These are trying times for Israelis as well as Jews world-wide. 

Israel-bashing and anti-Semitism go hand in glove promoted by the likes of Irish academics and the New York Times, each in its own venal manner.

At times like these it's worth digesting the thoughts recently delivered by Bibi Netanyahu.

"In every generation our enemies rise against us to destroy us," the Prime Minister concluded. "In every generation, each man (and woman) must view himself (and herself) as though he had survived the Holocaust and went on to found the state of Israel. In every generation, it is our duty to ensure that the Holocaust does not recur."

1 comment:

  1. “Good Jews don't support Israel”, this was a newspaper headline in England. It could put their lives in danger on the streets of England.
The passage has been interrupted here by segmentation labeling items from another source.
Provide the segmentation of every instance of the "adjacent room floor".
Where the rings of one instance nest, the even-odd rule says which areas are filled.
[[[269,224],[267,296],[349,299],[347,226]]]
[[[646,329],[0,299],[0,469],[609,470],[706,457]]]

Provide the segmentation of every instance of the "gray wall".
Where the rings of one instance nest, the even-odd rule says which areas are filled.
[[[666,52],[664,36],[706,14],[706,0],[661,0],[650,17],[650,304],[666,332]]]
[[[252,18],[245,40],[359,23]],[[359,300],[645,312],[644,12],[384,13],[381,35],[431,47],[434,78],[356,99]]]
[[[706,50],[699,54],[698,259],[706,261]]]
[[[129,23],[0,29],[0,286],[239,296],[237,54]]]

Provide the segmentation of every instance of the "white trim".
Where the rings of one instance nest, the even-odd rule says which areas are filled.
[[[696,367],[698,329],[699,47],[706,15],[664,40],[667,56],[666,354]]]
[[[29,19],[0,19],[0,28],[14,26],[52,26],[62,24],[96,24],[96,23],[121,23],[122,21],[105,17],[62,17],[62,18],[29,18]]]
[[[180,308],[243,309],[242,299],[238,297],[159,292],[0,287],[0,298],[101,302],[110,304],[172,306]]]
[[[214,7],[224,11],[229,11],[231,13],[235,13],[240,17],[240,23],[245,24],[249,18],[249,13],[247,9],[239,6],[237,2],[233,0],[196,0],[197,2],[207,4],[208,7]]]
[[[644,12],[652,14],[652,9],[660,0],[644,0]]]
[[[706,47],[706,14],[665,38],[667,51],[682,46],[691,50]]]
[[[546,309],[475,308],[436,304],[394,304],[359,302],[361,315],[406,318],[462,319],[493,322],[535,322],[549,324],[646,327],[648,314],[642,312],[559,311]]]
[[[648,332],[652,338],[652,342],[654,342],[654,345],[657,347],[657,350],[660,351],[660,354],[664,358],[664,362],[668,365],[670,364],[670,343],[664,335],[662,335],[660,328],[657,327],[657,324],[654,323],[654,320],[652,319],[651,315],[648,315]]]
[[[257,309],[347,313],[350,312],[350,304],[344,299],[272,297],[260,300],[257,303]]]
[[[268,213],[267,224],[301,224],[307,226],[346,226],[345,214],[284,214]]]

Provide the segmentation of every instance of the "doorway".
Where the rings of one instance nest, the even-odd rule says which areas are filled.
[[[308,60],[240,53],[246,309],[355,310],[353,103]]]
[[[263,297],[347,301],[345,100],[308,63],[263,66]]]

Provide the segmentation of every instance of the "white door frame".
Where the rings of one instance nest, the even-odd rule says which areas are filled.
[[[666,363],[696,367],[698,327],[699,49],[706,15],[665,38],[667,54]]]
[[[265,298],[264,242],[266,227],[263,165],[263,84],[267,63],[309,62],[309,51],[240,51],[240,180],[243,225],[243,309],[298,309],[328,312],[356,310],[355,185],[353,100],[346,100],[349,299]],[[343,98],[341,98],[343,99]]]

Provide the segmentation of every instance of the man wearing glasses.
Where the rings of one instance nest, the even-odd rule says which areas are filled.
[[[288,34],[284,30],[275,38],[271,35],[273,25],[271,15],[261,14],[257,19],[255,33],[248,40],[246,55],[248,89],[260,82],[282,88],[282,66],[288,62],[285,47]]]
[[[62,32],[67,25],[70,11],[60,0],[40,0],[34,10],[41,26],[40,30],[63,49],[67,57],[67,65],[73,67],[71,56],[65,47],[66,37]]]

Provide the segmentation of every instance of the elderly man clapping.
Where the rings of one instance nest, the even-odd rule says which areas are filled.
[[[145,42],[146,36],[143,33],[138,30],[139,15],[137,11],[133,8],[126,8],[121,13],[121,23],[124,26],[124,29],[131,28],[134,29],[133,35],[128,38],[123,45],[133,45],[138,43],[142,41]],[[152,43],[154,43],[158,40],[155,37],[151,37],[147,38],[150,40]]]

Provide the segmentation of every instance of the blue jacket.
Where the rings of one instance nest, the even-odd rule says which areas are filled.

In America it is true for different reason. Many America Rabbi’s, Jews and Zionists have divided minds, half of it supports Israel and other half supports the Palestinians. My question? Supporting Palestinians to do what? Kill more Jews, Israelis or their Arab brothers?

    This is even true with my close friends. Every time I ask them to help support Israel. He responds, “What about the Palestinians?”

    I don’t want to say this. I am a shamed to say this. But it must be said!

    A Wiesenthal Center spokesperson agrees. I wish he had disagreed.